J'ai froncé les sourcils. Mais j'ai fini par me rassoir, les bras résolument croisés. Parce que j'étais en colère, j'avais trouvé sa façon de me parler horriblement insultante. En contraste total avec tout ce qu'il m'avait dit quelques heures et minutes plus tôt. Alors je l'ai écouté. Il a poursuivi, le visage un peu rouge, en passant la main dans ses cheveux en bataille. Gêné.

"Par test, je voulais dire que... C'est pas toi le problème, c'est moi.
- Pardon ?
- Tu es une fille comme les autres Cassandre, t'avais des amis avec qui tu riais, tu es insouciante, heureuse... et moi j'ai envie de passer un peu plus de temps avec toi.
- .....
- Mais moi je suis un type un peu... Un peu bizarre, peut-être, comme tu l'auras remarqué.
- Tu parles de ta phobie du toucher, celle du monde ?
- Si c'était que ça. Mais oui. Je voulais te demander quelque chose ce soir, mais avant ça je voulais m'assurer que tu serais apte à me supporter."

Un test, donc. Il m'avait emmenée un peu partout pour me tester. Mais me tester sur quoi ? Un film en noir et blanc, un repas végétarien ? Il a baissé la tête à ce moment là et je crois que pour le coup il rougissait vraiment. Moi je me sentais tendue, très tendue, à deux doigts de partir. J'estimais que c'était pour se rattraper qu'il disait tout ça. Il était comme les autres, finalement. Un garçon qui voulait me mettre dans son lit pour mieux me jeter après. Tu crois que ça n'a que des avantages d'être belle, cher journal ? Crois-moi, parfois j'aimerais être laide. Mais aimée à ma juste valeur. Il s'est levé, m'a proposé une clope, et on est sortis. J'ai fumé un peu compulsivement, pour oublier ce qu'il venait de dire. Mais il a continué.

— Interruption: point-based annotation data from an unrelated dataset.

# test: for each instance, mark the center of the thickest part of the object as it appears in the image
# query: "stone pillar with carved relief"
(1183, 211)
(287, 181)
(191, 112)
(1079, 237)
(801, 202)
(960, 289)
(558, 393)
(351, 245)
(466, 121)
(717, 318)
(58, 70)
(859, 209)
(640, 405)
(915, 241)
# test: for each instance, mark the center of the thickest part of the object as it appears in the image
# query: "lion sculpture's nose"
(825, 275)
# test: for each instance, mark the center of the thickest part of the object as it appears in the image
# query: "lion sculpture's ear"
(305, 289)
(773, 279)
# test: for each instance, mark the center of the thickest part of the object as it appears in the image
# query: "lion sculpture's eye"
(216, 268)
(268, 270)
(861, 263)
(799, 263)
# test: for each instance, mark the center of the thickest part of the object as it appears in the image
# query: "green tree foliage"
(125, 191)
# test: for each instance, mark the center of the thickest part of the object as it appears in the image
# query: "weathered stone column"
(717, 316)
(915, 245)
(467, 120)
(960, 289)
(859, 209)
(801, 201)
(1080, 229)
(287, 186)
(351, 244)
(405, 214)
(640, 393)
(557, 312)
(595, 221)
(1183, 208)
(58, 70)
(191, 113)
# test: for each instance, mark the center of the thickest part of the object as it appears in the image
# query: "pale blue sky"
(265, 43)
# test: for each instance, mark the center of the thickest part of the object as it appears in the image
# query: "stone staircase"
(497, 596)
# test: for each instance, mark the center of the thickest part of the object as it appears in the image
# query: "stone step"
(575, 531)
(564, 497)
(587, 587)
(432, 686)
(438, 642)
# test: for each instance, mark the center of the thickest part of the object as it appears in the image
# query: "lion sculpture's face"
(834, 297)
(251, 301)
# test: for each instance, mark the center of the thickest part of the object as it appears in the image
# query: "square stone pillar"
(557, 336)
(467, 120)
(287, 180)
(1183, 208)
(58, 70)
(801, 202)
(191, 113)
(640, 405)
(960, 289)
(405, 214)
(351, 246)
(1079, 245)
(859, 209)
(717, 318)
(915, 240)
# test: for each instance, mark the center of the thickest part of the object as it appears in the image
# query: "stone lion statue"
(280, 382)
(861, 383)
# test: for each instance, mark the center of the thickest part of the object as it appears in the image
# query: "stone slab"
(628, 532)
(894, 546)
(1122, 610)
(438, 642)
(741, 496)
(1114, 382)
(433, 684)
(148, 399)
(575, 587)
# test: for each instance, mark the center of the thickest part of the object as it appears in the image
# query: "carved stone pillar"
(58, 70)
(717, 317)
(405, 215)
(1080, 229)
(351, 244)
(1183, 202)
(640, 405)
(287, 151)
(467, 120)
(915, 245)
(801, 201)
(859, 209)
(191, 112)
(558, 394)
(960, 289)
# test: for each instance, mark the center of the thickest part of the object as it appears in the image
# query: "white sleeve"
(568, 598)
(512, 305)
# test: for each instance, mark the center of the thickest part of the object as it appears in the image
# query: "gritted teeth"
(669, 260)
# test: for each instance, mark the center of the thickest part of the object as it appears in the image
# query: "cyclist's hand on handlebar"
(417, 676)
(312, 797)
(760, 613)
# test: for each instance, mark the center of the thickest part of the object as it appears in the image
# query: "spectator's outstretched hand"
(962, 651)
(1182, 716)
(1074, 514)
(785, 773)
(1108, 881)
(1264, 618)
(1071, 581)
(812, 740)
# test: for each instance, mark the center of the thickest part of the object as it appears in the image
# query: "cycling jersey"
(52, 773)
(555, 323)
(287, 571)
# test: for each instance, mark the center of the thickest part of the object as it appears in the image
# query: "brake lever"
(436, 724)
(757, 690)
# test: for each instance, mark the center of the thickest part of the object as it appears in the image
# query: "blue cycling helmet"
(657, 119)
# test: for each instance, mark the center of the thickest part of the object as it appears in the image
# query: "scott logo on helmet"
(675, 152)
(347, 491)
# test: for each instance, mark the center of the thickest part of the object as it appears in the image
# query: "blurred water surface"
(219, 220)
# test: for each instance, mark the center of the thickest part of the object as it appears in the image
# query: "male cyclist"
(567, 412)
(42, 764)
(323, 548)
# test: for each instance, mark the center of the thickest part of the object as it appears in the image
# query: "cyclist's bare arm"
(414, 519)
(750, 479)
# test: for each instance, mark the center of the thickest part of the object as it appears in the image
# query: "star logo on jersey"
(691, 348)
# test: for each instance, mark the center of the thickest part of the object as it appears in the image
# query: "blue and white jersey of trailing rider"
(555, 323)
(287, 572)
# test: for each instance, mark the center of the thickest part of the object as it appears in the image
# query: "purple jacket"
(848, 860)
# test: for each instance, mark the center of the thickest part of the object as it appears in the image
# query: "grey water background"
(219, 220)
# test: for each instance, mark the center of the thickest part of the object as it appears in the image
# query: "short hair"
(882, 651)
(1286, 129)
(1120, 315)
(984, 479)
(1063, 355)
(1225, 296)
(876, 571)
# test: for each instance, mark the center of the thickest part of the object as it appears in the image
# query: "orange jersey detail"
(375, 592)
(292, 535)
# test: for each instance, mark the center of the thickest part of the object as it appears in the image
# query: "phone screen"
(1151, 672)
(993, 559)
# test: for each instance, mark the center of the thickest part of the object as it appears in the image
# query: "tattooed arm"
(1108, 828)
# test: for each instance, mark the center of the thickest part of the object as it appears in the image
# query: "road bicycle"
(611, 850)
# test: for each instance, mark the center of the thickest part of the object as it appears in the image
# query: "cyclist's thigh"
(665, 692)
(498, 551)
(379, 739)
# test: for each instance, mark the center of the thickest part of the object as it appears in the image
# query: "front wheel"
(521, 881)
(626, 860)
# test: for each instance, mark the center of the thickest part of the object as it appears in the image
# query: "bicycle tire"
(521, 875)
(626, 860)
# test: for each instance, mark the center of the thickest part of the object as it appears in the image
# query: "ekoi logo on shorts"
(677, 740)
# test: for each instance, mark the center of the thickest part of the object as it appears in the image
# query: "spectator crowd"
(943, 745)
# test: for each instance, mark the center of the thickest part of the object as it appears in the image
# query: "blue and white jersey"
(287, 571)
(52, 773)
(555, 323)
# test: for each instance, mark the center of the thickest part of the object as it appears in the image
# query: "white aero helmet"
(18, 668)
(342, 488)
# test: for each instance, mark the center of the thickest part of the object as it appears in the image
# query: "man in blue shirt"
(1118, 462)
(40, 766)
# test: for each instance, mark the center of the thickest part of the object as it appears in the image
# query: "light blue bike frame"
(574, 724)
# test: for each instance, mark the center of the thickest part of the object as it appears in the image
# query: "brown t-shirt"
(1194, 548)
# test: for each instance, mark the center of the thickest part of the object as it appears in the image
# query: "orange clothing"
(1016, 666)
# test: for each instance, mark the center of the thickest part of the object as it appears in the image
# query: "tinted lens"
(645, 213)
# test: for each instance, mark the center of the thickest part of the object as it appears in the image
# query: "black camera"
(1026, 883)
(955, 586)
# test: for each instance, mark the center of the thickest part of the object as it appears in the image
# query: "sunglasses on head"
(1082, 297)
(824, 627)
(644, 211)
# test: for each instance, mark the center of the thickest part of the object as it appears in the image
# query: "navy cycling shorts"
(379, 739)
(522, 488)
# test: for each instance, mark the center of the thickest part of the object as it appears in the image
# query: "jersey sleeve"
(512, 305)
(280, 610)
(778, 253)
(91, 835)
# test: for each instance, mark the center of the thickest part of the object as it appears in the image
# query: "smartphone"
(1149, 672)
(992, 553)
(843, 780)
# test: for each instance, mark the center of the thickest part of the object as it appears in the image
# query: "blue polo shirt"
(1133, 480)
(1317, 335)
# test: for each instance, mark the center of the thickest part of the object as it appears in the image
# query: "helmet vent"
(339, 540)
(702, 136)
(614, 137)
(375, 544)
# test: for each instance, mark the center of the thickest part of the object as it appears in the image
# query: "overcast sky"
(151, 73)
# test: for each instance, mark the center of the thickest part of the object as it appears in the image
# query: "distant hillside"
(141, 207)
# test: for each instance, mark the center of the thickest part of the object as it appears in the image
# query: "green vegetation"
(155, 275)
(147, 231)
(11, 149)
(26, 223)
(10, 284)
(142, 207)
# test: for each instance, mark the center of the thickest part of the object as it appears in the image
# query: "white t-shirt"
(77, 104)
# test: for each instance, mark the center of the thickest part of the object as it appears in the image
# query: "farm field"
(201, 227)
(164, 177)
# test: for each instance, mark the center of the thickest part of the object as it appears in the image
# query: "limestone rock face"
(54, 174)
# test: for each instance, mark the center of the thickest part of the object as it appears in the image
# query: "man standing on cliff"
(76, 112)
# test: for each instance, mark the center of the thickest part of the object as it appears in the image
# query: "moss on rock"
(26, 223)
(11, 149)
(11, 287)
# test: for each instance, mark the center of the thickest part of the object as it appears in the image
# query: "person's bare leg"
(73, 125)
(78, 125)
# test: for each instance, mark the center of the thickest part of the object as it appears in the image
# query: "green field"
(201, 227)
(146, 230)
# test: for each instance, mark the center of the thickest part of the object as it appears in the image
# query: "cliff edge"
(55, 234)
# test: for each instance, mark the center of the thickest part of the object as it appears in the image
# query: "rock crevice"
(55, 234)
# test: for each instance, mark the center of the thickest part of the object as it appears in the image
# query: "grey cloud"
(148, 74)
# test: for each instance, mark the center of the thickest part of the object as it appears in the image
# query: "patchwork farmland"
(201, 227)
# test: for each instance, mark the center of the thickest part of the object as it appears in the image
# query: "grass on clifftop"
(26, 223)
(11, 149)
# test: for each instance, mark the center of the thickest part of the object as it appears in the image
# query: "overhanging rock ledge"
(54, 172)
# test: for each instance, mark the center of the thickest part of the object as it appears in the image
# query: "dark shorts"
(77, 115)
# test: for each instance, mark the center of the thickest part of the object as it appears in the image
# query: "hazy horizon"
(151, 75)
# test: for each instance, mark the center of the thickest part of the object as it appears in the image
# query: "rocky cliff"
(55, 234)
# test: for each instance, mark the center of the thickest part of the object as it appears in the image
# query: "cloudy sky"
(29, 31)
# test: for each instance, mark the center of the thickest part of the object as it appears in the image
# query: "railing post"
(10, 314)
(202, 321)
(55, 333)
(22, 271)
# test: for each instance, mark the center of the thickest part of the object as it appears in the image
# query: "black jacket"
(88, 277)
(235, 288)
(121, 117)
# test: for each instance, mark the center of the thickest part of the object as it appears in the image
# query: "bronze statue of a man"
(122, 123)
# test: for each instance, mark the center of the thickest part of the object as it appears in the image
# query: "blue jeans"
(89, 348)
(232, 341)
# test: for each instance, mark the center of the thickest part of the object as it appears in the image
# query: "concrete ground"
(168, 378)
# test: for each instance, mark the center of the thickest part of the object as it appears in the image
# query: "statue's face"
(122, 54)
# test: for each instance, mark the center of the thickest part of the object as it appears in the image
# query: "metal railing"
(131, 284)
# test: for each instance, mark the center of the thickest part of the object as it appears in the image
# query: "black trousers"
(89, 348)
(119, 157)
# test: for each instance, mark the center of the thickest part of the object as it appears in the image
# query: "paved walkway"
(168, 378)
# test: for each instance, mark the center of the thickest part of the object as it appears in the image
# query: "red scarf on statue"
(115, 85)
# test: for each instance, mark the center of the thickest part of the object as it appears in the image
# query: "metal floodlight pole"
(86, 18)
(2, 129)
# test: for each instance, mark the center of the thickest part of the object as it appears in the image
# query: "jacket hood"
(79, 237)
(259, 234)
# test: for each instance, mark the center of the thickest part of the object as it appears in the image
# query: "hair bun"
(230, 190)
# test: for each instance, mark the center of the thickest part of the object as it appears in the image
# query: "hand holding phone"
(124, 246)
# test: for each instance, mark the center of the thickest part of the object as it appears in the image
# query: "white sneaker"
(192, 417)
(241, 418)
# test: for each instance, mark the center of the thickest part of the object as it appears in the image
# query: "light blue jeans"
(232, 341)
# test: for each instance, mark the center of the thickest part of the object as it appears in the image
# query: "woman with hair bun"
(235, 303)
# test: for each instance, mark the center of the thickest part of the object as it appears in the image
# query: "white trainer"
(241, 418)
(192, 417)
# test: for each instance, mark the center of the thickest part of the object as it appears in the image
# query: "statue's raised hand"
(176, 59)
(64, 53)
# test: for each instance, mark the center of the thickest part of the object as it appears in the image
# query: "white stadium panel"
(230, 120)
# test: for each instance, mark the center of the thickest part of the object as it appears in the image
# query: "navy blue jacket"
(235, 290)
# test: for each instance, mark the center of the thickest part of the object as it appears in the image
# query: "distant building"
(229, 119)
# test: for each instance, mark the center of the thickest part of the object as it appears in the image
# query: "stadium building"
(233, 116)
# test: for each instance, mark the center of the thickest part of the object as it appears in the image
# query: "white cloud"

"Je suis un type asocial, je n'aime ni la foule ni le bruit. Je passe mon temps à bouquiner, et j'adore les films en noir et blanc. Je mange comme un lapin et... Et je ne supporte ni le toucher ni le contact si je ne l'autorise pas. Je suis renfermé et pas très avenant. Mais..."

Il a levé les yeux vers moi, et je crois que j'ai compris. Ce que j'avais face à moi ce n'était pas un garçon qui se moquait, mais un faon. Un faon terrorisé par ce que je représentais. Pour lui il était la nuit et moi le jour. La lune et le soleil. Il devait sans doute penser que j'étais trop bien pour lui. Ou que je serais incapable de l'accepter. Un monceau de foutaises, auxquelles il avait l'air de croire dur comme fer. Et moi je n'ai plus du tout eu envie de partir.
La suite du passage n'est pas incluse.